Hawthorns are used as landscaping trees here. The compact size and shape, the fall color, and the winter berries are considered a plus.


----------



## gdenby

Batakali said:


> Steel wool in vinegar? Never would of thought of that! Thanks! I know one of the traditional ways was to rub the stick with leaded grease but I think the modern version of black shoe polish rubbed in with 00 steel wool is safer! I actually rub in mink oil then hand buff it to a nice waterproof shine.

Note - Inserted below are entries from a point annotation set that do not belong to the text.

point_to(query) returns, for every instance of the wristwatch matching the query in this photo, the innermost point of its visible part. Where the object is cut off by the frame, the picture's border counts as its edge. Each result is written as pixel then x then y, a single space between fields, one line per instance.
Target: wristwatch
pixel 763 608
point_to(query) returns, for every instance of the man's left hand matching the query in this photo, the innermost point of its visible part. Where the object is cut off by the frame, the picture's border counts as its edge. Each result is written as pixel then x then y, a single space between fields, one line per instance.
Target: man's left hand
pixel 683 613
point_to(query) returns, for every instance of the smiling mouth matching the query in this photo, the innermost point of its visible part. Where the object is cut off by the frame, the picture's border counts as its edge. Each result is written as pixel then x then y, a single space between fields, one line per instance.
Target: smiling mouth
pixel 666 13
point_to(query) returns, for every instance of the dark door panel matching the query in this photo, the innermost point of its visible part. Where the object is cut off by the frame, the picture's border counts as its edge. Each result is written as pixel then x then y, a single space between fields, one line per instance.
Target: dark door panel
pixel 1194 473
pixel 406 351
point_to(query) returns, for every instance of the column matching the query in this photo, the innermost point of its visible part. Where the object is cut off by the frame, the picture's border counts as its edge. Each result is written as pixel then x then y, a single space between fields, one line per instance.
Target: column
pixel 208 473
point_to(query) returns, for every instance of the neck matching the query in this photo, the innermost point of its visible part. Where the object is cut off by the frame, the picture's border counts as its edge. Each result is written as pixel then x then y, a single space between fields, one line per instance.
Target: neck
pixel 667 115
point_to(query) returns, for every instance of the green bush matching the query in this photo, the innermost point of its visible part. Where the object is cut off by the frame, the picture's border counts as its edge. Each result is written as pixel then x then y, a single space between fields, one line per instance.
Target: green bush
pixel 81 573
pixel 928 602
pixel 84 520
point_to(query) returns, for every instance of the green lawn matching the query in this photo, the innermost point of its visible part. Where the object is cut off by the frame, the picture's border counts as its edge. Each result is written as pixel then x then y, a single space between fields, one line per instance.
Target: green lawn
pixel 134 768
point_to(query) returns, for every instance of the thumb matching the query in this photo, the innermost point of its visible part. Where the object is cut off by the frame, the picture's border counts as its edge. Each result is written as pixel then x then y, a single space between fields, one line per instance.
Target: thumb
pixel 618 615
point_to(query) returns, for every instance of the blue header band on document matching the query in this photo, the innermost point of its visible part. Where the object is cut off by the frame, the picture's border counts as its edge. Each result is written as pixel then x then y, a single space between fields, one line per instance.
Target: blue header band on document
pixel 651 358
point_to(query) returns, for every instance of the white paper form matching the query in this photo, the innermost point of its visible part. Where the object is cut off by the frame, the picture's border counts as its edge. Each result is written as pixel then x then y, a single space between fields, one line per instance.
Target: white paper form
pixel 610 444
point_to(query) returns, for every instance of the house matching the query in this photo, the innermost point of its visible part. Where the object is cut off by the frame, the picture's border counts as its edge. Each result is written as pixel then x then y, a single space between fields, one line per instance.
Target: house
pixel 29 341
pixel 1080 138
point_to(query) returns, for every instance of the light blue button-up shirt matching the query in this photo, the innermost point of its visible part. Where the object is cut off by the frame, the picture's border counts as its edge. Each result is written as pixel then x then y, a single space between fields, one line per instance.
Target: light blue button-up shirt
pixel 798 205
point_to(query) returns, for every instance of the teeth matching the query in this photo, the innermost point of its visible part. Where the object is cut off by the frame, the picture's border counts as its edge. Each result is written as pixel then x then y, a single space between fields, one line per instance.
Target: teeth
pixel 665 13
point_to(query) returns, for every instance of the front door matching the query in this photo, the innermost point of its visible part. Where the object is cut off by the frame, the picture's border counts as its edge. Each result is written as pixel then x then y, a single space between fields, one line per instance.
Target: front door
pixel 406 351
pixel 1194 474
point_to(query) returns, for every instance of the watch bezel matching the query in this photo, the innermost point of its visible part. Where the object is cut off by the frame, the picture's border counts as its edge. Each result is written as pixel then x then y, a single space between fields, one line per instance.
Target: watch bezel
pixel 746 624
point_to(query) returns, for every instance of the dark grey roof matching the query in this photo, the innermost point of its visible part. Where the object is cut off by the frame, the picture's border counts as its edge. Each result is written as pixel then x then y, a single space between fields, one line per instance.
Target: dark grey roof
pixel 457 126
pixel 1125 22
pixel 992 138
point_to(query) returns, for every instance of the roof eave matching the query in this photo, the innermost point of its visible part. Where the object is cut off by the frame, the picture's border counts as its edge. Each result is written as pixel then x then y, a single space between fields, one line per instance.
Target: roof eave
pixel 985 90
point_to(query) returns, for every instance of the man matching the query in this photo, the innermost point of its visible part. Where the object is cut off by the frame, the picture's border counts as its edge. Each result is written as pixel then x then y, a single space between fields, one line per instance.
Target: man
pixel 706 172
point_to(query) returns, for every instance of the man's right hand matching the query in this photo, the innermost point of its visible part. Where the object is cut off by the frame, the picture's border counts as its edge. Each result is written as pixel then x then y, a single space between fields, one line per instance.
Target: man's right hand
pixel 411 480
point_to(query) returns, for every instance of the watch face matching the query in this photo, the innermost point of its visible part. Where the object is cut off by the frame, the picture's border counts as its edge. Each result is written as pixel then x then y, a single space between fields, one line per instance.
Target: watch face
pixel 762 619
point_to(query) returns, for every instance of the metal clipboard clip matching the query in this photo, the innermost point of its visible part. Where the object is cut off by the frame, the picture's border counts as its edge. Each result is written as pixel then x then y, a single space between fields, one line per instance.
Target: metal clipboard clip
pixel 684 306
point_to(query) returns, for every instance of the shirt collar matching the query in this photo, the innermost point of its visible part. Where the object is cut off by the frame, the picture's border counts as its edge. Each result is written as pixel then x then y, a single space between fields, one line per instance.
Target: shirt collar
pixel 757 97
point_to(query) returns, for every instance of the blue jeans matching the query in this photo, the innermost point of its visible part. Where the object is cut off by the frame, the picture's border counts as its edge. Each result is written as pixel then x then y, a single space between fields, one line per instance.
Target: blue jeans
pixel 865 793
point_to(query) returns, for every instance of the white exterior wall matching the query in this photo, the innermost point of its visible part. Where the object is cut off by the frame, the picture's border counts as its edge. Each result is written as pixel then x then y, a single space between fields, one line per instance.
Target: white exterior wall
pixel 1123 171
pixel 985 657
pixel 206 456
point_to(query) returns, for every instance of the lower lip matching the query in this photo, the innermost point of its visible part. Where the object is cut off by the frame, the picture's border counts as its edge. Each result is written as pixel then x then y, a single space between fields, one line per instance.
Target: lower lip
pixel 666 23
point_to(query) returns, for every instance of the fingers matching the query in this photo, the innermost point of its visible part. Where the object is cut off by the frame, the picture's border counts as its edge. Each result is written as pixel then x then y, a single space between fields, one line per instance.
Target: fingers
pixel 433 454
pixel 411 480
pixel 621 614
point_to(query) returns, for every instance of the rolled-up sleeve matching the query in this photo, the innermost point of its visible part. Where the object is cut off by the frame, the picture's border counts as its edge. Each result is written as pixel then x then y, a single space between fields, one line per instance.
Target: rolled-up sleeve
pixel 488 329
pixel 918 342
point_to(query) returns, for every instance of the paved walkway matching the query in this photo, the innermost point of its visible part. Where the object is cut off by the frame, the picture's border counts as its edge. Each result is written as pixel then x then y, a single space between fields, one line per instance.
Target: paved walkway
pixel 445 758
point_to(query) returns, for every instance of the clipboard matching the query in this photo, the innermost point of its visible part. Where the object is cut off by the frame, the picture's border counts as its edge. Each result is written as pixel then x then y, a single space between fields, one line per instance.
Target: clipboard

I forget the exact chemical the mix makes, ferrous or ferric acetate I think. In the old days, cabinet makers would toss a few iron nails in a vinegar jar to have the stuff on hand. That reacts w. whatever tannins are in the wood, staining the wood black, well, very dark, permanently. Many woods will show pronounced darkening because of high levels of tannins already in them. I learned that cabernet sauvignon wine, or avocado pit juice work well as an addition. But eventually picked up a little tannic acid powder from a wine making supply shop. I used the mix on some american hornbeam, which is a very dense, compact wood. Even wood dyes did not penetrate it more than superficially. It took maybe 8 coats, but painting the mixture on carefully, the bottom of the stick is shoe leather black, but I faded it way so the handle is the pale tan the wood has after it ages a few months.


----------



## Rad

LilysDad is right about the hawthorn -- it makes a good substitute for the blackthorn! But Gdenby is correct - Oak is what was originally used -- crab apple is also an acceptable wood. I have made Shellalaigh's out of all three woods -- and I have to say, the crab apple looks nice.


----------



## Batakali

Thanks for all the advice folks! Hawthorn is allowed here and I'm considering planting a hedge of it. I have used crab apple, it darkens up beautifully after it's debarked and oiled. As for shillelaghs.. I've read many theories about the origins of the name. One that I tend to agree with is that the name comes from bata-siuil-eille(bata-shoollelagh) which translates to thonged walking stick.


----------



## Rodney

I've used steel wool & vinegar. It works well. Just test on scraps first and make sure you like the color. Different woods color differently.

I've used flowering plum for sticks twice now. I like it. It's a nice hard wood similar to cherry, possible just a bit harder. The bark is nice too.

Sorry I don't know of any sources for true blackthorn here.

Rodney


----------